Can't speak to what you shoot, but as far as what you see in prime-time and on the big screen; we are going to have to agree to disagree on that end. Things are simply not what they seem. Any given piece of coverage may be just part of a much longer shot that runs the length of the scene, with multiple camera moves and other challenges. Plus, these days we get far less time to finesse anything. Schedules are getting absurdly tight. Rehearsals have been replaced by "take 1" and it's not uncommon to move on with a single take in the can.
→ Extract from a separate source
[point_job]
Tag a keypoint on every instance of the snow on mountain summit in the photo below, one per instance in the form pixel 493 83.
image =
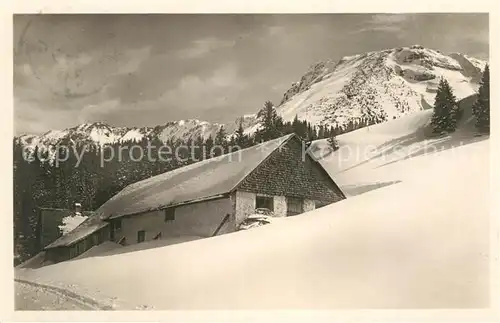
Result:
pixel 374 86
I'm not going to say that one type of production is harder than another. I spent ten years shooting largely as a two-man band, so I understand that world as well. All I'm saying is that there's a lot of factors under the hood that make this much harder than it may seem and having an operator pull their own focus is not appropriate in many cases. There's a lot of interest on the manufacturing end to simplify the process of pulling focus and I'm sure we will see technological advancements that will make this a much more likely scenario in the future.

I recently shot a project that was spoofing reality TV on F800's, think it came up in a previous thread. I had two operators; one who had shot plenty of times with that form factor of cameras and had done some network reality, and the other came from an episodic/feature operating background, and no focus pullers of course. Without question the first guy was more attuned to pulling focus on the fly. But I still needed to constantly micromanage focus to get it absolutely tack-sharp.; mmany times it was off just a tiny bit. And that's on 2/3" cameras.

While closeups are tough to maintain focus when the person moves slightly, the harder stuff tends to be medium shots where the subject's eyes are quite small in the frame and it's hard to see in a viewfinder or onboard if you are 100% of the way there.

Anyway--we should probably get back to the subject of the thread!